А чего стоили ежедневные отрядные планы работы! Их надо было сдать завтрашнему дежурному вожатому накануне вечером. Если не сдать, отряд утром — страшно подумать! — не пустят на линейку. Бланк (!) заполнялся по всем позициям: утро, день, вечер. Нельзя было планировать просто прогулку в лес. Гулять положено было на тему. В плане надлежало указать, к примеру, "беседу о разнотравье" или иную чушь. Исполненные позиции планов тот же дежурный к вечеру оцифровывал. Цифры суммировались. По итогам этого бухгалтерского действа отряды расставлялись по местам в общелагерном соревновании "пионерских дел". Всё это наглядно отображалось на стенде, об который глаза спотыкались при каждом заходе на столовую.

Лагерного изгоя домой я тоже возил, — хоть он был и не из моего отряда. Его папа с мамой балдели на курорте. Парень, измочаленный своей ненужностью, подловато мстил всем, кто рядом. Исключили. В отличие от киношного Иночкина, этот назад в лагерь не рвался. Сдал я его под расписку соседке. Ну, чем не дынинский сюжет?
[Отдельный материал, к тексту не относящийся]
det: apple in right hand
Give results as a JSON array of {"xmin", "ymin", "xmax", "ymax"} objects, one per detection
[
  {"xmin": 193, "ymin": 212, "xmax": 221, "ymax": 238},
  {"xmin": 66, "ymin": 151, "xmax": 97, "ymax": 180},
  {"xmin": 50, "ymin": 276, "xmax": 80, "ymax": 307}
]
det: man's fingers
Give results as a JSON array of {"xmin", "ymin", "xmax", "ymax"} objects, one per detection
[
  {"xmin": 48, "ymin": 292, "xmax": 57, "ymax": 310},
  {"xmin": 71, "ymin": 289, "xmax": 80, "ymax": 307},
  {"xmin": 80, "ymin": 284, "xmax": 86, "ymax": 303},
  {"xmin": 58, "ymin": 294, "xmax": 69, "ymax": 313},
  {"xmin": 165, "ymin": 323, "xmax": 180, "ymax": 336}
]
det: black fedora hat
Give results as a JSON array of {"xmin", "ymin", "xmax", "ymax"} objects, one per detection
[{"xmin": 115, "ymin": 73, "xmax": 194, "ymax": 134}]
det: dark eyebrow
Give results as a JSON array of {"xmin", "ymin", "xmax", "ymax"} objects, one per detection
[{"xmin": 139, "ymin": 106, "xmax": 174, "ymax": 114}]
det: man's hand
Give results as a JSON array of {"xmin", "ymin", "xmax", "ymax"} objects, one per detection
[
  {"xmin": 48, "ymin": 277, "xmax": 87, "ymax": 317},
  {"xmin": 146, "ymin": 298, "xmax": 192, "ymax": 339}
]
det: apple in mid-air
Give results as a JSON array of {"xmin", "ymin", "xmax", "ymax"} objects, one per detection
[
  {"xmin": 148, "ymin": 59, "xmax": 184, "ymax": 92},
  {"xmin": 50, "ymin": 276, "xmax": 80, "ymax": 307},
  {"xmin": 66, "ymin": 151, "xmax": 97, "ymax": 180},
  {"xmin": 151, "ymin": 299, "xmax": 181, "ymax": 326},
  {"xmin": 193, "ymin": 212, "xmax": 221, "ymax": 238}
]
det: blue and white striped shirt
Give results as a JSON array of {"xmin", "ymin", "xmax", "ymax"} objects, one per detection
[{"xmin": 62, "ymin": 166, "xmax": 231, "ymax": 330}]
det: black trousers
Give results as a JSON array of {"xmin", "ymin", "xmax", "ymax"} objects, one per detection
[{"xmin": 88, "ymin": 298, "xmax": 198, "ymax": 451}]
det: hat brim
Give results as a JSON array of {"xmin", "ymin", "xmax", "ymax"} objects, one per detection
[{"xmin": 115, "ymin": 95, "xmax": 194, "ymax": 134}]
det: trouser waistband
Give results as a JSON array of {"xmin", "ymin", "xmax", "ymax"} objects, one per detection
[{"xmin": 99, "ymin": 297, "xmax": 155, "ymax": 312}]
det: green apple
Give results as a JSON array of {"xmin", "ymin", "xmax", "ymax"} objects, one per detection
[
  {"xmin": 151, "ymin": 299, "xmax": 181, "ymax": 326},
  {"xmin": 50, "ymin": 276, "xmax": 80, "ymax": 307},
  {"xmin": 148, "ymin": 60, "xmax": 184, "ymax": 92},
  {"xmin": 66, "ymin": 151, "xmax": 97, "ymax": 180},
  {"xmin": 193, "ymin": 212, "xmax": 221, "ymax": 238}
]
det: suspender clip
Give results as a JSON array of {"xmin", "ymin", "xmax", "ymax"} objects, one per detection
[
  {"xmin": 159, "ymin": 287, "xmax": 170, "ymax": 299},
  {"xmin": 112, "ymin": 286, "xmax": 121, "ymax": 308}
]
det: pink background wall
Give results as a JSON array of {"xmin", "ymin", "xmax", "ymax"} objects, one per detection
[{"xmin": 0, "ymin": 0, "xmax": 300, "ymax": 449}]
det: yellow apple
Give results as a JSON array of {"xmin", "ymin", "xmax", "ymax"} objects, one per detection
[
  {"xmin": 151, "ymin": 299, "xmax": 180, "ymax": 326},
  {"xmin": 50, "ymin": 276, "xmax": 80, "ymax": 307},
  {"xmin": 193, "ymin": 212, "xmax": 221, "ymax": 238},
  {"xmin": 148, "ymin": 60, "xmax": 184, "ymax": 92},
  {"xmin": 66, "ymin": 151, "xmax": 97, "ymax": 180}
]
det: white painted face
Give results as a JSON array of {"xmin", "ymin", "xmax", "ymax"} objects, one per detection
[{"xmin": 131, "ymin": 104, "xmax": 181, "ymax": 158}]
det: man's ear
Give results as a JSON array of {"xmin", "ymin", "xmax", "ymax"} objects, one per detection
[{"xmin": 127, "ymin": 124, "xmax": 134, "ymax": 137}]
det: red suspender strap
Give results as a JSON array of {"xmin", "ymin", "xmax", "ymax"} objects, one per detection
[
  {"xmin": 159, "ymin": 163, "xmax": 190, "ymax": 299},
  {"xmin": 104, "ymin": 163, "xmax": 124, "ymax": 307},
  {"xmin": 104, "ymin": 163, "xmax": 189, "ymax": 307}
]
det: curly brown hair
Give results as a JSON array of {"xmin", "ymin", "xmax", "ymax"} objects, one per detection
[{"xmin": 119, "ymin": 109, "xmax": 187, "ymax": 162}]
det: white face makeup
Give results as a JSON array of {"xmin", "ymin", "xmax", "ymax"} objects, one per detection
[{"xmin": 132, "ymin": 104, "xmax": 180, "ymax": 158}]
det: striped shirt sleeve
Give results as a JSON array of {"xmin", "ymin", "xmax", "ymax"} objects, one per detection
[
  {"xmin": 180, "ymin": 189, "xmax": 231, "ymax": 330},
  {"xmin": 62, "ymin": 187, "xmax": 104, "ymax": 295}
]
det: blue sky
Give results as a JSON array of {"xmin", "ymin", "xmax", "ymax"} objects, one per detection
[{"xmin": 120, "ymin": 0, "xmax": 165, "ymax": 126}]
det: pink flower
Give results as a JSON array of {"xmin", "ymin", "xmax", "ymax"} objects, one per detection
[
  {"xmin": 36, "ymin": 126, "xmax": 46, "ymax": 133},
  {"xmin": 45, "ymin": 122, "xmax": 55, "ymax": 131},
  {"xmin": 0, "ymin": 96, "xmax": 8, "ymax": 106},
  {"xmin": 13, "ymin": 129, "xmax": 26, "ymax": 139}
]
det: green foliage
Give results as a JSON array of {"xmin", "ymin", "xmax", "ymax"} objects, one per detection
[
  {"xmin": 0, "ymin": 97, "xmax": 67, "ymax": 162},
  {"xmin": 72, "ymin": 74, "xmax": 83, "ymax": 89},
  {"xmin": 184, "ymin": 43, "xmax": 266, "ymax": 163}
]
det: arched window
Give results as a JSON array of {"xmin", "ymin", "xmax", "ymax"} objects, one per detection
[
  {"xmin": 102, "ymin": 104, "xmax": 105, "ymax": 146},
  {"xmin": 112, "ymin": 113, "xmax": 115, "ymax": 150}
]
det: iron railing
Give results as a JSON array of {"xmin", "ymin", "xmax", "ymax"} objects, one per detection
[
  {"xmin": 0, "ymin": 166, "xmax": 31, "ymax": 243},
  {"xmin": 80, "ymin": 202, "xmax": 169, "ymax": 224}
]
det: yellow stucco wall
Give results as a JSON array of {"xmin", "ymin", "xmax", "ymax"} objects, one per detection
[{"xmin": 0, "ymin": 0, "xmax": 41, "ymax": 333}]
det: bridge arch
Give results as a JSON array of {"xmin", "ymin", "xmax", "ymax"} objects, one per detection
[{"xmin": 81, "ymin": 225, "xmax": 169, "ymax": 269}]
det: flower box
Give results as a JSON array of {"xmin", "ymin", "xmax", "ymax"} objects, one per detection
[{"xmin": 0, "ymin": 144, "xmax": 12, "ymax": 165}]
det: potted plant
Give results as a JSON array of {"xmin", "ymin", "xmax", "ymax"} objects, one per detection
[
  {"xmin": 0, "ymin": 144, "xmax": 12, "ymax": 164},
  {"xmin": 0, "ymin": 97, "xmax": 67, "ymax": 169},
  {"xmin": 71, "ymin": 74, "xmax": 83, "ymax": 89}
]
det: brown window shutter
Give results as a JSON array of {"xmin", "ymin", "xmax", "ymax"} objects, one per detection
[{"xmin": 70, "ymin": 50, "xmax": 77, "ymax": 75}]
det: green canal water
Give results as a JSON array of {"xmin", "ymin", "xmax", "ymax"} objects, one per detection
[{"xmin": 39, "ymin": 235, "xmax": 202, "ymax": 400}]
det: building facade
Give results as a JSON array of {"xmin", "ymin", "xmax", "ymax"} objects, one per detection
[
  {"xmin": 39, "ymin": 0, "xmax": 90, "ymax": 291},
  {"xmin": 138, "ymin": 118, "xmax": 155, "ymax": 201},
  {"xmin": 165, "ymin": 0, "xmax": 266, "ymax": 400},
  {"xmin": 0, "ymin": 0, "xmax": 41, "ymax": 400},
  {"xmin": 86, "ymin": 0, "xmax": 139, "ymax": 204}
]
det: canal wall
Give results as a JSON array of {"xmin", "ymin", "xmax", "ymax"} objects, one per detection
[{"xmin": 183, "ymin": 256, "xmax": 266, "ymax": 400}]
Меня самого мать впервые сдала на летнюю передержку в 1949-м. Лагерь Сталинского райздрава Москвы. Селение Отрада где-то в районе Лопасни. Помню, в очереди на медосмотр я всё приставал к матери с вопросом: "А Санаторный Тип, это начальник лагеря, да?" На месте сразу выяснилось: санаторность означала полную несвободу. Здесь усиленно пеклись не только о нашей сохранности, но и о здоровье. Иначе говоря, негде плюнуть от докторов.

Вожатых своих не помню. Кажется, одного из них звали Леонидом. Его напарница однажды безо всякого повода с моей стороны набросилась на меня в истерике. Велела раздеться (?) чуть ли не догола. Орала, дескать у тебя ничего нет, так пусть на тебе ничего и не будет. Когда уморилась, снизошла и поведала суть. Оказалось, виновата открытка, которую я отправил домой. В ней между делом, просто упреждая выволочку от матери, намекнул: кое-что из своих детских вещичек нечаянно подрастерял. Кто уж был первым читателем открытки, не знаю, но скандал расцвёл салютом до небес. Вот-де, в лагере у детей пропадают вещи, а вожатые не бдят, а руководству отвечать, и т.д. и т.п. Меня заставили искать утраченное: не найдёшь, — не возвращайся! Ничего я не нашёл, кроме замусоленной кепки. Вид у меня был настолько убитый, что кто-то из взрослых даже предложил мне порыбачить с ним на мостике через местную Переплюйку. Это слегка отвлекло. Вернулся в отряд ближе к ночи. Естественно, под новый переполох. Меня обыскались и встретили, как родного: "Где ты шлялся, сволочь беспортошная?!"

В этом лопасненском загоне был клуб. Конечно, запомнилось кино: "Два бойца", "Машенька". Самодеятельность жутко не нравилась. Меня раздражали фальшивые мальчики в девчачьем исполнении. Ненавистное время — тихий час. Сколько себя помню в детстве, никогда не мог заснуть днём. Эта способность, а точнее, неодолимая потребность, обнаружится во мне лишь через 16 лет, тоже в пионерлагере. Но это будет ответной реакцией организма на круглосуточное боевое дежурство. Именно таковым станет для меня работа вожатого. А в 9 лет приходилось с тоской следить за солнечным бликом на стене и ждать, когда он дойдёт до карандашной отметины вчерашнего подъёма. По утрам я часто просыпался раньше остальных и от нечего делать считал пульс. Между двумя подвижками минутной стрелки на электрочасах была аккурат минута. Получалось от 38 до 42. Спустя 52 года кардиологи мне скажут, что с таким пульсом люди не живут, а с таким огромным сердцем — внезапно умирают. Пока мне удаётся третий вариант.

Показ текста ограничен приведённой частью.